Mostly my time away from work made me realize that I have been working over ten months at a job I thought I would be working at for only a few months, max. It made me wonder what I am doing with my life. I was going to work at the grocery store while I applied at other jobs, but the week before last, when this all occurred, was the first time in months I've filled out an application. I have to be diligent about this. I can pretend that I'm happy, or that this job is fine for me. It isn't, or obviously I wouldn't have so many customers complaining about me. I am going to find another job, one that makes me happy, or, at least, one I can stand.
Another thing that happened is that my cat of 19 years was put to sleep yesterday. He was 19 years old, and my family has had him since I was a little girl. He used to sleep in my room every night. We always shared a special bond. The worst part was, I didn't even get to see him before they put him to sleep, it all happened too fast. I haven't seen him since August. Part of me feels like I betrayed him by leaving home and not taking him with me, but of course he wasn't really my cat, he was my parents'.

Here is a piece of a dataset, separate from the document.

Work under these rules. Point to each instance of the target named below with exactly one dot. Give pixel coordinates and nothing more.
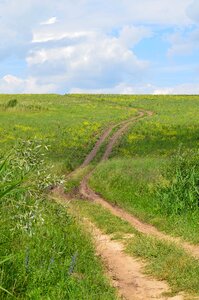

Part of me also wishes I could have been there. It's a horrible feeling, someone you love dying so far from you. I could have been there when they did it, maybe it would have brought him some comfort, to know someone who loved him was close by, or at least another person who loved him; my family was there too. I'm glad he isn't suffering anymore, and I know there's nothing I could have done. I know I am feeling the same helplessness everyone goes through when they lose someone. I hope he knows I love him very much.
I feel like a sap getting all emotional about an animal. But he wasn't just an animal to me. He was my friend when I didn't have any. I will miss him.
Other than that, not much has happened. I have read a few books, The Bridges of Madison County, How the Garcia Girls Lost their Accents and another I can't remember right now. I am now reading Snow by Orhan Pamuk, the Nobel Prize winner, and The Stone Diaries by Joyce Carol Oates. Both are likely to take me quite a while, as they are kind of long, and both are quite dense in style. Expect progress reports sometime this month.
Also considering starting another blog, even though I clearly have trouble keeping up with one, but this would be a much more focused blog, chronicling all the concerts my boyfriend and I attend. Maybe a concert/night life blog. I'm still thinking about it. I don't want to over commit myself.
I am pretty sure no one is reading this blog, but if you have any thoughts, please be sure to let me know.